IN RE: Margaret SERRINGER, respondent-appellant, v. BOARD OF TRUSTEES OF The VILLAGE OF TUXEDO PARK, et al., appellants-respondents.
In a proceeding pursuant to CPLR article 78, inter alia, to compel the Village of Tuxedo Park to reinstate the petitioner to its payroll, the Board of Trustees of the Village of Tuxedo Park, the Mayor, and other Village officials appeal from so much of a judgment of the Supreme Court, Orange County (Berry, J.), dated July 10, 1998, as, upon denying the petition and dismissing the proceeding, granted the petitioner leave to submit her claims to arbitration, and the petitioner cross-appeals from the same judgment.
ORDERED that the cross appeal is dismissed for failure to perfect the same in accordance with the rules of this court (see, 22 NYCRR 670.8[c], [e] ); and it is further,
ORDERED that the judgment is reversed insofar as appealed from, and the petitioner is denied leave to submit her claims to arbitration; and it is further,
ORDERED that the appellants are awarded one bill of costs.
It is well settled that where “an employer and a union enter into a collective bargaining agreement that creates a grievance procedure, an employee subject to the agreement may not sue the employer directly for breach of that agreement but must proceed * * * in accordance with the contract” (Tomlinson v.
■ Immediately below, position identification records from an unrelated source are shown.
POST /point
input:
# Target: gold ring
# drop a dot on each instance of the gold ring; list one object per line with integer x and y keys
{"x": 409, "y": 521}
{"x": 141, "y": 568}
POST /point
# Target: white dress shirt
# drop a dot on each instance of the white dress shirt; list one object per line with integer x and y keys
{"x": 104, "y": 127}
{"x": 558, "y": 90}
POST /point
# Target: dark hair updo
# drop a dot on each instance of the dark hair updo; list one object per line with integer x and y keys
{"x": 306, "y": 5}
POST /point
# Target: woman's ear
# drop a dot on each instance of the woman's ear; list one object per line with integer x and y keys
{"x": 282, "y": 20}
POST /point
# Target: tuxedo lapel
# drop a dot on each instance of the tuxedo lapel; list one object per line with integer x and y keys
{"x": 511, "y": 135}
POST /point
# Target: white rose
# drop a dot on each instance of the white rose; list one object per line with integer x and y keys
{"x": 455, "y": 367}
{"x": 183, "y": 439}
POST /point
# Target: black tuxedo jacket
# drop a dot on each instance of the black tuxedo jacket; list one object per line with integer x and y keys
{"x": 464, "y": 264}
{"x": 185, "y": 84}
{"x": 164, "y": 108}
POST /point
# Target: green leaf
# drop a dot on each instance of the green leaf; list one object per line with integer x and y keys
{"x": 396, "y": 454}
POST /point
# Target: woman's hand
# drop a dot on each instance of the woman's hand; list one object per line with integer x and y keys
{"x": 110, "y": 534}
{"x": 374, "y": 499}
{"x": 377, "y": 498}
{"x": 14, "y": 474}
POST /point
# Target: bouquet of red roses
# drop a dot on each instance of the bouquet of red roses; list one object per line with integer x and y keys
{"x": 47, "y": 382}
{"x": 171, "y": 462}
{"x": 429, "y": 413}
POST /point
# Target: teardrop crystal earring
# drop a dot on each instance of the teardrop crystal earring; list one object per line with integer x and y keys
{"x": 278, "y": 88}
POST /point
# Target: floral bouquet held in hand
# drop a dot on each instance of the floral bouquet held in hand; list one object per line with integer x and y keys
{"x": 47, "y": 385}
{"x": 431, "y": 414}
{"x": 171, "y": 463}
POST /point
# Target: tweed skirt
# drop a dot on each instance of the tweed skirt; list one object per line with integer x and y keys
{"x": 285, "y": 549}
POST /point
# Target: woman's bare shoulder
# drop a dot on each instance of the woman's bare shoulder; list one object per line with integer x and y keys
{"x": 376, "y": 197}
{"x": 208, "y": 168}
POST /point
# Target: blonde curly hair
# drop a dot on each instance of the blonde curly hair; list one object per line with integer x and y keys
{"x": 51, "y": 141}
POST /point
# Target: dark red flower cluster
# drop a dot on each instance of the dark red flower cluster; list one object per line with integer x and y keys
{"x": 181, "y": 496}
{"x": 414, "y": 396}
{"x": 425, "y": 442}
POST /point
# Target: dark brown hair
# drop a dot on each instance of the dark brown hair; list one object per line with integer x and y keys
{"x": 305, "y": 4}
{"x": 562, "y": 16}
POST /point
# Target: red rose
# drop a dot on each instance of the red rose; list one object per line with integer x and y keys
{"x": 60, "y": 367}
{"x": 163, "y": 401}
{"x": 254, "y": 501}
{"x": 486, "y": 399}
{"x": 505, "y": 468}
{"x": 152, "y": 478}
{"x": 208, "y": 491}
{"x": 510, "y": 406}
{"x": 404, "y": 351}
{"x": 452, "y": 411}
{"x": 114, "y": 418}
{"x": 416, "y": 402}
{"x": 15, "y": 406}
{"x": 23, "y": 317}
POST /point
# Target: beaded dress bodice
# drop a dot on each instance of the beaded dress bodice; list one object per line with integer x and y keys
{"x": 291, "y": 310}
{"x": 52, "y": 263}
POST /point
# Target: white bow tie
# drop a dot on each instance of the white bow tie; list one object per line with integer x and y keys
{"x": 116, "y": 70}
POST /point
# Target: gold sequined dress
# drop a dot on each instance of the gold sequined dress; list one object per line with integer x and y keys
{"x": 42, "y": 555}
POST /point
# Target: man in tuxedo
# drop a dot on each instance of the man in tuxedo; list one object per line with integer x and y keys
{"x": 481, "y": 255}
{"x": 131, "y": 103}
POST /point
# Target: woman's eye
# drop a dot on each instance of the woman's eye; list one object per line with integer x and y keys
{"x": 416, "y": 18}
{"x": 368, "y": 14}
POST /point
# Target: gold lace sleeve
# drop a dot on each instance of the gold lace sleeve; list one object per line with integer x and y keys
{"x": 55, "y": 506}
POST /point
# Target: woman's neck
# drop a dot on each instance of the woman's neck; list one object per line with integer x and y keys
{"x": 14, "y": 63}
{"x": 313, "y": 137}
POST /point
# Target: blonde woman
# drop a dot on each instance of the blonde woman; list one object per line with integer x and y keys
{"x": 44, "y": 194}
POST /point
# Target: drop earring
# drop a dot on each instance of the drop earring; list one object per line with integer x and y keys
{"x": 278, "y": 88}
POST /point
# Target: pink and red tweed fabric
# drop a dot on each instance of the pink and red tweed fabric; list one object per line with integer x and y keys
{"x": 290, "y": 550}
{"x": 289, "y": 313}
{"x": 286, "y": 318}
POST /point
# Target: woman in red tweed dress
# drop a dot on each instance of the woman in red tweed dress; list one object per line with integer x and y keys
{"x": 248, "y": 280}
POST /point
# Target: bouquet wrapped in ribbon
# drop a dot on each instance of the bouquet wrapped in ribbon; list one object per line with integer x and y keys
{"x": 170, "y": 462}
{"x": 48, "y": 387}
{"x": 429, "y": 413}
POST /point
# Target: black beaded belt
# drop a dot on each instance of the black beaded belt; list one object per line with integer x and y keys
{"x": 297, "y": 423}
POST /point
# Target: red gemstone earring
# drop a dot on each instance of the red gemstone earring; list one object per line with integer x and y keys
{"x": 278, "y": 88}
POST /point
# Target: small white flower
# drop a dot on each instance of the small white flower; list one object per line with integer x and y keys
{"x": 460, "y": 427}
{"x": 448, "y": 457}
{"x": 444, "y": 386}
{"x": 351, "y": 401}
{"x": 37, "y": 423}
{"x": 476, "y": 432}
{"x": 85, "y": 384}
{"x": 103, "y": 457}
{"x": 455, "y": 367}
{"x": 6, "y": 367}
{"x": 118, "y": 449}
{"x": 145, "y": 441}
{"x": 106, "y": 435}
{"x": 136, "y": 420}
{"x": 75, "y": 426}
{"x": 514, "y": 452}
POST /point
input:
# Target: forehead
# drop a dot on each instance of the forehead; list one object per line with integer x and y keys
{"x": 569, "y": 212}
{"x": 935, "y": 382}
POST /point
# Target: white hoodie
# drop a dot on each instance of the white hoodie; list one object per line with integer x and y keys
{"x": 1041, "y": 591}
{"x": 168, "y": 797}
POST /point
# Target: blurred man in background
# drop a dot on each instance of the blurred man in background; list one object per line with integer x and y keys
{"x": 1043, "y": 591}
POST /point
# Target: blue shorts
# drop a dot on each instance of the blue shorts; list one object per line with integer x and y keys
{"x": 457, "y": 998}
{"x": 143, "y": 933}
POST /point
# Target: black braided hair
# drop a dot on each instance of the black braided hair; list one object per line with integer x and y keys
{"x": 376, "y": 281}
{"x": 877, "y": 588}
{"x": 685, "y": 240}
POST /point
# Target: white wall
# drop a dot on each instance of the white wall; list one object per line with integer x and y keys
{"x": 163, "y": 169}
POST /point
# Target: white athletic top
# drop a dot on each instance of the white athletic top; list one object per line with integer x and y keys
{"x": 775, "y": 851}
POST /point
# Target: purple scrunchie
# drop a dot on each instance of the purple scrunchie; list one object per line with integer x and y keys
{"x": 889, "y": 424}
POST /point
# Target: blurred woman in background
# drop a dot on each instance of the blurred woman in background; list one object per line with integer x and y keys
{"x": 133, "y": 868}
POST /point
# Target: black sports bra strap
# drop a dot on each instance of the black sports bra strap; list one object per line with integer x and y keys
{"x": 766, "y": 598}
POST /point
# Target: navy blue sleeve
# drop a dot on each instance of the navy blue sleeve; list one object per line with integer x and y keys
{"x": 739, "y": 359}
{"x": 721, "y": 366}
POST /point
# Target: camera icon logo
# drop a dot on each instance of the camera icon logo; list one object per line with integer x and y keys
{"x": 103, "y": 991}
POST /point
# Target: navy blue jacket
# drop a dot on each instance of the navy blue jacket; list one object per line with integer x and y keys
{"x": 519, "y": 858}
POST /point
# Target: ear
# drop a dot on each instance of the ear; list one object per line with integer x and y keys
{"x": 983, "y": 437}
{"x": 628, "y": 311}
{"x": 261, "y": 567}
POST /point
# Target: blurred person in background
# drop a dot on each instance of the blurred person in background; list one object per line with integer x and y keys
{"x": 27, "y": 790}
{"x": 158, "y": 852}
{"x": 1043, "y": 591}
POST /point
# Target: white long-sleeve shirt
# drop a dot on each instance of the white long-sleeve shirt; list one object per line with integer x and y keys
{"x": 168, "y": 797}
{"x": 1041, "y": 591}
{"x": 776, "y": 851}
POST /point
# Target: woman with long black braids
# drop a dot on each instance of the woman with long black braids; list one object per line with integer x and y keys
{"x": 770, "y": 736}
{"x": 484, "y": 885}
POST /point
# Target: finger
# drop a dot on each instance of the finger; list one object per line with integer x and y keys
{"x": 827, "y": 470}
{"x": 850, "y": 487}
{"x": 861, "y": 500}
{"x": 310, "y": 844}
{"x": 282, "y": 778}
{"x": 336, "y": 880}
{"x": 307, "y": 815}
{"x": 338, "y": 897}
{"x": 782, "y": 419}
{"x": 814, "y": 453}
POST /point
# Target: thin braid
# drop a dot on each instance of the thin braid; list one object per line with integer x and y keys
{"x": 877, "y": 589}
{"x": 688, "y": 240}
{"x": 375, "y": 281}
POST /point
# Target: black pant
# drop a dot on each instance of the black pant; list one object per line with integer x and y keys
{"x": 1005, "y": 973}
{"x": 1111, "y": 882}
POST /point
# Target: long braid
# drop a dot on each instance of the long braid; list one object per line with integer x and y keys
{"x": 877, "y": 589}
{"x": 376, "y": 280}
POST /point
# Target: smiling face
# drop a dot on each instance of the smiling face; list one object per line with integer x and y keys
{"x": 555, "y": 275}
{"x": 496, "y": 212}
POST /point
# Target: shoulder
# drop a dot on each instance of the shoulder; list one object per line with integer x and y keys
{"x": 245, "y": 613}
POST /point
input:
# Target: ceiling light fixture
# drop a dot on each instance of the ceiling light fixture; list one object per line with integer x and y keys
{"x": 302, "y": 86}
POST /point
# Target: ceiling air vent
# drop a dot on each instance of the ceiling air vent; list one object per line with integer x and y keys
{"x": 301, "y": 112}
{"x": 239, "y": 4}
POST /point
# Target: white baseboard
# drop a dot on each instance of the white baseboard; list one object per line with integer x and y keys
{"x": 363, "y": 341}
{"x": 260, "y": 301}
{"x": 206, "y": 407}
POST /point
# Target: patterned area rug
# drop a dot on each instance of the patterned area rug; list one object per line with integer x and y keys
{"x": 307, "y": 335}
Board of Educ., 223 A.D.2d 636, 637, 636 N.Y.S.2d 855, quoting Matter of Board of Educ. v. Ambach, 70 N.Y.2d 501, 508, 522 N.Y.S.2d 831, 517 N.E.2d 509; Sasso v. City of Yonkers, 213 A.D.2d 392, 623 N.Y.S.2d 303).
Here, the petitioner was subject to a collective bargaining agreement between the Village of Tuxedo Park and her union which provided for a four-step grievance procedure culminating in arbitration. The agreement specified that completion of the first three steps of the grievance procedure was a condition precedent to arbitration. Since the petitioner commenced the instant proceeding instead of following the grievance procedures outlined in the agreement, the Supreme Court properly dismissed the petition. However, since the fulfillment of a condition precedent to arbitration is a “precondition to access to the arbitral forum” (Matter of County of Rockland, 51 N.Y.2d 1, 7-8, 431 N.Y.S.2d 478, 409 N.E.2d 951; see also, Matter of Board of Educ. of Schenevus Cent. School Dist., 210 A.D.2d 854, 855, 621 N.Y.S.2d 139), the court erred in granting the petitioner leave to submit her claims to arbitration.
MEMORANDUM BY THE COURT.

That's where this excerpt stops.